Lula, no último 15 de agosto em Santo André.
Paulo Whitaker / Reuters


DO EL PAÍS

Marina Rossi

São Paulo

A Polícia Federal indiciou o ex-presidente Lula e sua mulher Marisa Letícia por supostas irregularidades na reforma de um tríplex no Guarujá. A suspeita é de que o ex-presidente teria obtido “vantagens ilícitas” da empreiteira OAS para custear as obras no apartamento.

Lula foi enquadrado pelos crimes de corrupção, lavagem de dinheiro e falsidade ideológica. Dona Marisa, por corrupção e lavagem de dinheiro. O delegado Márcio Adriano Anselmo concluiu no inquérito que o casal foi “beneficiado de vantagens ilícitas, por parte da OAS, em valores que alcançaram 2,4 milhões de reais referentes às obras de reforma no apartamento 164-A do Edifício Solaris, bem como no custeio de armazenamento de bens do casal”.

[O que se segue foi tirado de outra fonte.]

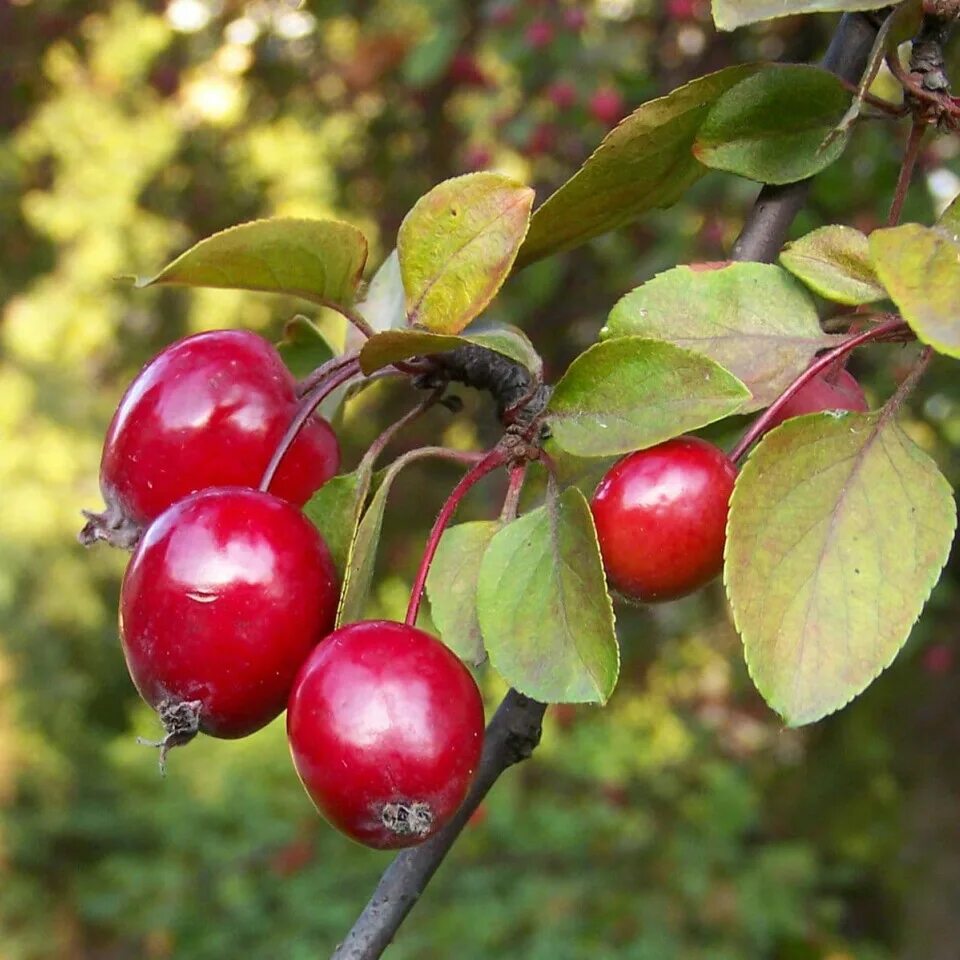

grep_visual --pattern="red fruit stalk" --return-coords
[590,437,737,602]
[287,621,483,849]
[120,487,339,764]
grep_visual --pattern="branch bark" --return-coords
[331,690,546,960]
[331,14,877,960]
[732,13,879,263]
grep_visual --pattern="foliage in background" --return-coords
[0,0,960,960]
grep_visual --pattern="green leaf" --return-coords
[780,225,887,306]
[360,326,543,375]
[397,173,533,333]
[357,250,407,333]
[713,0,878,30]
[427,520,501,664]
[600,263,834,413]
[517,64,760,266]
[937,195,960,241]
[546,337,750,457]
[693,64,850,183]
[870,223,960,357]
[724,411,956,725]
[277,314,336,380]
[330,447,435,627]
[477,487,620,703]
[137,217,367,304]
[303,464,371,580]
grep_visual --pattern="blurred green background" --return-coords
[0,0,960,960]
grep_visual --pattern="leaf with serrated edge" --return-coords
[693,64,850,183]
[600,263,835,413]
[303,464,371,579]
[713,0,878,30]
[780,225,887,304]
[724,411,956,726]
[477,487,620,703]
[360,326,543,375]
[427,520,501,665]
[870,223,960,357]
[936,196,960,236]
[397,173,533,333]
[137,217,367,304]
[546,337,750,457]
[357,250,407,333]
[517,63,761,267]
[277,314,336,379]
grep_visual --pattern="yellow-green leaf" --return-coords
[138,217,367,304]
[780,225,887,306]
[870,223,960,357]
[397,173,533,333]
[713,0,881,30]
[517,63,760,266]
[546,337,750,457]
[600,263,834,413]
[477,487,620,703]
[724,411,956,725]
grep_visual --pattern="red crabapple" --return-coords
[590,437,737,602]
[81,330,340,547]
[120,487,339,760]
[287,620,483,849]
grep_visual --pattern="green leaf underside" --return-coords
[337,458,408,627]
[277,314,335,380]
[937,196,960,236]
[780,226,887,306]
[137,217,367,304]
[693,64,850,183]
[477,487,620,703]
[303,465,371,581]
[724,412,956,726]
[600,263,835,413]
[360,326,543,375]
[427,520,501,664]
[713,0,882,30]
[870,223,960,357]
[397,173,534,333]
[357,250,407,333]
[546,337,750,457]
[517,64,760,267]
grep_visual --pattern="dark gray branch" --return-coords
[331,14,877,960]
[732,13,878,263]
[331,690,546,960]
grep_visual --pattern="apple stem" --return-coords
[404,446,507,627]
[500,463,527,523]
[887,118,926,227]
[259,357,360,493]
[297,350,360,397]
[729,317,909,463]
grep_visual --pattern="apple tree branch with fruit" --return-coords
[81,0,960,960]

De acordo com as investigações, o imóvel foi adquirido pela OAS e recebeu benfeitorias da empreiteira, envolvida no esquema de corrupção da Petrobras, revelado pela Operação Lava Jato. A polícia acusa o ex-presidente de ser o verdadeiro dono do imóvel. Procurada, a assessoria de imprensa do Instituto Lula disse que o ex-presidente já afirmou que o tríplex não é dele e enviou uma nota com cópias de documentos apontando que o imóvel não pertence à família.

O inquérito reúne uma série de mensagens trocadas entre Paulo Gordilho e Leo Pinheiro em que eles discutem a reforma da cozinha de dois imóveis. Fica claro que um dos imóveis é no Guarujá, mas não é possível saber onde está situado o segundo. Em uma mensagem, Leo Pinheiro é comunicado por Gordilho de que o projeto “do chefe” está ficando pronto. Pinheiro questiona se o projeto do Guarujá também está pronto, e Gordilho afirma que os dois estão, mas que no caso do primeiro projeto – que não há menção a qual imóvel pertence – ainda é preciso mostrar para a “madame”. Segundo os investigadores, “chefe” seria Lula, e “madame”, dona Marisa.

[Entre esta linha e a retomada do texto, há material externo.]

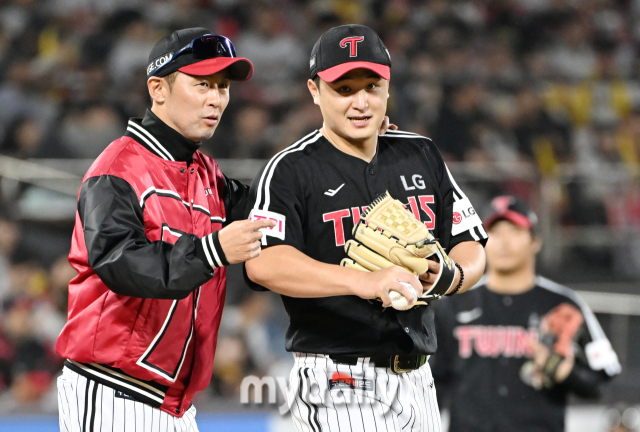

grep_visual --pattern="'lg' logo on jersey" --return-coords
[340,36,364,57]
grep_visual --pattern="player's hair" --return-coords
[313,75,322,93]
[163,71,180,91]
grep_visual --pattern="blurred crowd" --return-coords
[0,0,640,412]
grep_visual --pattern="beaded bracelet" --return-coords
[445,263,464,297]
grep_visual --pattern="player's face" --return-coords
[158,70,230,142]
[485,220,540,274]
[310,69,389,142]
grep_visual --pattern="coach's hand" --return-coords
[218,219,276,264]
[354,266,422,307]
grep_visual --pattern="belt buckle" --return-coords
[393,355,413,373]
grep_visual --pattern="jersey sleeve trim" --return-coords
[444,164,489,241]
[380,130,424,141]
[536,276,622,376]
[253,130,322,210]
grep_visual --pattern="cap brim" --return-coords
[318,62,391,82]
[178,57,253,81]
[484,210,532,229]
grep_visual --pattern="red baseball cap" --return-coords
[484,195,538,230]
[147,27,253,81]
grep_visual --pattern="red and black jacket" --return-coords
[56,111,248,416]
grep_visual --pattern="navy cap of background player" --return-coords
[484,195,538,232]
[147,27,253,81]
[309,24,391,82]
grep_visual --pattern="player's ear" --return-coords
[307,79,320,105]
[147,76,169,104]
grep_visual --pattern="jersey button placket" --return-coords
[189,167,197,235]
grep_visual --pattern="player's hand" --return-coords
[378,116,398,135]
[218,219,276,264]
[527,337,575,383]
[354,266,422,307]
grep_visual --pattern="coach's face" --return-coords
[149,70,230,142]
[485,220,542,274]
[309,69,389,141]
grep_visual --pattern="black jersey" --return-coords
[247,131,487,356]
[430,277,620,432]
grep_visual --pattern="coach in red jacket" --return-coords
[56,28,273,431]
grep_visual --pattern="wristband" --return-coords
[445,263,464,297]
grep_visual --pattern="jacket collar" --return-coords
[125,109,202,163]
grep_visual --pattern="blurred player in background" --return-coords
[430,196,620,432]
[56,28,273,432]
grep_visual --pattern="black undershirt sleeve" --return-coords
[78,175,214,299]
[222,175,249,226]
[560,362,608,399]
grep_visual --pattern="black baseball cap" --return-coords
[309,24,391,82]
[147,27,253,81]
[484,195,538,231]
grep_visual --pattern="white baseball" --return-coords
[389,282,418,310]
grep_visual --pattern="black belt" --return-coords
[329,355,427,373]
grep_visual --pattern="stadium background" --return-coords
[0,0,640,432]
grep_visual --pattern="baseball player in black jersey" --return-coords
[430,196,620,432]
[246,25,487,432]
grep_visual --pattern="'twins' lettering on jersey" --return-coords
[322,193,436,246]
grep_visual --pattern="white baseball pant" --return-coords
[287,353,441,432]
[58,367,198,432]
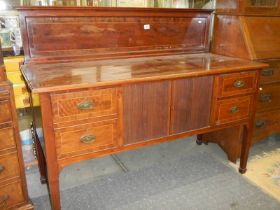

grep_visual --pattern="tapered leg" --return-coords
[40,94,60,210]
[31,123,47,184]
[239,125,253,174]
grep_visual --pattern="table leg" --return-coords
[40,93,61,210]
[239,125,253,174]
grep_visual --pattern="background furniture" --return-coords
[0,41,33,209]
[20,7,266,210]
[4,56,39,109]
[199,0,280,162]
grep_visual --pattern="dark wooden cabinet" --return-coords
[20,7,267,210]
[202,0,280,161]
[123,81,171,144]
[170,76,213,134]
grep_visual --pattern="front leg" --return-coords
[239,125,253,174]
[40,93,61,210]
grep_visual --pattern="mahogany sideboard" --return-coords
[201,0,280,162]
[0,43,33,210]
[20,7,267,210]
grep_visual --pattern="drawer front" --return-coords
[55,119,118,157]
[7,71,24,84]
[0,128,16,151]
[0,99,12,123]
[217,72,257,97]
[0,153,19,181]
[51,88,117,122]
[216,96,252,125]
[261,60,280,84]
[0,182,24,209]
[257,83,280,112]
[253,110,280,142]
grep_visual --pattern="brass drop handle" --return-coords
[0,194,10,208]
[0,165,5,174]
[80,135,96,144]
[256,121,266,128]
[261,68,274,76]
[77,100,94,110]
[233,80,246,88]
[260,93,272,103]
[230,106,240,114]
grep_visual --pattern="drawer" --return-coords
[51,88,117,122]
[0,64,6,81]
[0,152,20,182]
[15,93,40,109]
[215,96,253,125]
[13,83,28,97]
[7,71,25,85]
[0,99,12,123]
[217,72,257,97]
[0,128,16,151]
[261,60,280,84]
[257,83,280,112]
[13,84,40,109]
[253,110,280,142]
[4,56,24,72]
[0,182,24,209]
[55,119,118,157]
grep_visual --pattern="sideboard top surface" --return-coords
[22,53,267,92]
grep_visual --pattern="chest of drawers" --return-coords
[0,82,33,210]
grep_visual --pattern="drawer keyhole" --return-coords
[80,135,96,144]
[0,165,5,173]
[77,100,94,110]
[256,121,266,128]
[262,68,274,76]
[230,106,240,114]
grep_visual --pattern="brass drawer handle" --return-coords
[262,68,274,76]
[77,101,94,110]
[230,106,240,114]
[80,135,96,144]
[260,93,272,103]
[233,80,245,88]
[256,121,266,128]
[0,165,5,173]
[0,194,10,208]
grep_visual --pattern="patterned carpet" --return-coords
[245,148,280,203]
[32,151,280,210]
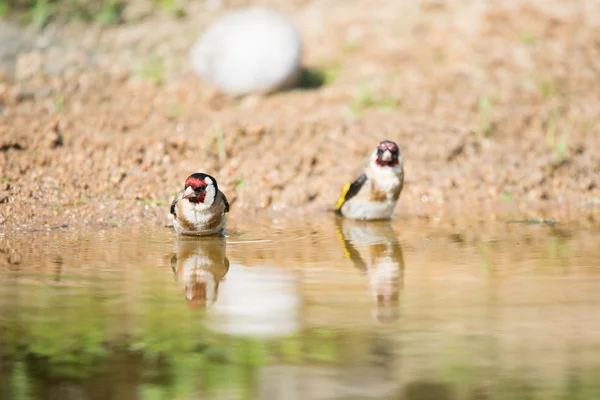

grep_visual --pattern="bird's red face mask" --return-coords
[376,140,400,167]
[183,175,208,203]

No dia 04 de março, Lula foi conduzido coercitivamente para depor sobre o caso do tríplex. Na ocasião, ele negou conhecer o arquiteto Paulo Gordilho, responsável pela reforma do apartamento e de um sítio em Atibaia, no interior de São Paulo, que também é atribuído a Lula pelos investigadores. Mas o inquérito com data de hoje reúne provas como uma foto do ex-presidente ao lado de Gordilho, o que apontaria que Lula conhece o arquiteto. Além disso, revela uma troca de mensagens entre Gordilho e a filha, em que o arquiteto diz estar indo a um churrasco “na fazenda de Lula” em Atibaia, e que na ocasião estariam presentes o ex-presidente e Leo Pinheiro.

Em outro momento da oitiva realizada em março Lula declara que ele e Leo Pinheiro estiveram apenas uma vez visitando o sítio em Atibaia, em um churrasco. Essa informação, segundo o inquérito, coincide com o contexto da troca de mensagens entre Gordilho e a filha. A suposta relação do ex-presidente com o sítio em Atibaia está sendo investigada em um outro inquérito.

Outras três pessoas também foram indicadas: José Adelmário Pinheiro Filho (conhecido como Leo Pinheiro), ex-presidente da OAS, o arquiteto da empreiteira Paulo Gordilho, e o presidente do Instituto Lula, Paulo Okamoto. O inquérito será remetido para apreciação da Justiça Federal e do Ministério Público Federal.